The Alaska Division of Elections counted on Tuesday additional ballots from the special U.S. House general election and primary elections held Aug. 16. So far, the division has counted nearly 180,000 ballots, for a turnout rate of almost 30%. Election officials are expected to count more ballots later this week.
A final count isn’t expected until Aug. 31, the deadline for the division to receive ballots from overseas voters. Only then will the division tally second-place votes and determine the winner in the special U.S. House race that will decide who will complete the last four months of Rep. Don Young’s term. Young died in March.
Peltola, a Democratic former lawmaker who would be the first Alaska Native elected to Congress, grew her lead with by-mail and absentee ballots counted Tuesday, and has 38.9% of first-place votes. Palin, a former governor who is running for elected office for the first time since her unsuccessful vice presidential bid in 2008, has 31.4% of the vote. Begich, a businessman and grandson of Alaska’s former U.S. Rep. Nick Begich Sr., is trailing with 28.2% of the vote. Write-in candidates got 1.5% of the votes counted so far.
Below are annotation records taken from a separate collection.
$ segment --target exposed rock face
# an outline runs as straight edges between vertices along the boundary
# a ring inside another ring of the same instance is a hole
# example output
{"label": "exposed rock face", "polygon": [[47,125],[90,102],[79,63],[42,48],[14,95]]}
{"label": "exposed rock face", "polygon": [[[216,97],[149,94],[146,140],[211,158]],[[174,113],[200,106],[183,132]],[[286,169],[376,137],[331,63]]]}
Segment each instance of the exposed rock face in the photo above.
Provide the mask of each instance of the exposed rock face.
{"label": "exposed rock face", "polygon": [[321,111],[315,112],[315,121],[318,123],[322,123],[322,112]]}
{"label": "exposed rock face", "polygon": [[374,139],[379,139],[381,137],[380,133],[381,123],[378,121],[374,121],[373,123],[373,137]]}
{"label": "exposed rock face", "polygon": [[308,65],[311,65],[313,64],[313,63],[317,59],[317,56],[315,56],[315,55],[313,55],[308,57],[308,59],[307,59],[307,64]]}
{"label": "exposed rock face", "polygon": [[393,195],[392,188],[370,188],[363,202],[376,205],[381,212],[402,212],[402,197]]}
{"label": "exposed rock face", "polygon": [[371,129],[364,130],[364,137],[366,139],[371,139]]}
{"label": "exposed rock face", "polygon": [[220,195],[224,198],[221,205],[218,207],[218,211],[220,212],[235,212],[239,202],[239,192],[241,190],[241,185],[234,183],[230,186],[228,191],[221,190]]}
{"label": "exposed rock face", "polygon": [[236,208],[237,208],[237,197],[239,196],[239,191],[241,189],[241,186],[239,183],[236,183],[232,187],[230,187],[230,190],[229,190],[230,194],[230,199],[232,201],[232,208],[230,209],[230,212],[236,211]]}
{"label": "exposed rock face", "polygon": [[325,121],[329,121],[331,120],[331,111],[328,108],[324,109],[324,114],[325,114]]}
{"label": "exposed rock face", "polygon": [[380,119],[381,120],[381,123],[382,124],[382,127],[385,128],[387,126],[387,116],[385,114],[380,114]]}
Begich is unlikely to make up the difference to overtake Palin for second place. That means the race will likely be between Peltola and Palin, and will be determined by the number of Begich supporters who ranked Palin second on their ballots. Peltola currently has a seven-point lead over Palin in first-place votes and mail-in ballots count continue to skew in favor of the Democrat, but Palin — whose campaign was buoyed by her fame and an endorsement from former President Donald Trump — is still a major contender, thanks to the second-place votes she will likely get from some Begich supporters.
In the regular U.S. House primary that will determine the four candidates to advance to the November general election, Peltola leads with 36.1% of the votes counted so far. Palin has 30.7% and Begich has 26.5%. Republican Tara Sweeney is in fourth with 3.7% of the vote, but she announced Tuesday that she would withdraw from the race, likely giving the fifth-place finisher the last slot on the general election ballot. Libertarian Chris Bye is in fifth with 0.6% of votes counted as of Tuesday evening.
In the U.S. Senate race, incumbent Republican Sen. Lisa Murkowski solidified her lead over Trump-backed opponent Kelly Tshibaka. Murkowski now has 44.6% of the votes, compared to Tshibaka’s 39.3%. The moderate incumbent’s lead over the right-wing challenger has grown as the division has counted mail-in and absentee ballots. Rounding out the top four candidates set to advance to the November general election are Democrat Pat Chesbro, with 6.6% of the votes counted so far, and Republican Buzz Kelley with 2.2%.
In the governor’s race, incumbent Republican Gov. Mike Dunleavy is comfortably ahead with 41% of the votes counted so far. Democratic former lawmaker Les Gara and independent former Gov. Bill Walker are in a dead heat for second, with 22.6% and 22.4% of the vote, respectively. Republican Kenai Peninsula Borough Mayor Charlie Pierce is in fourth with 6.8%.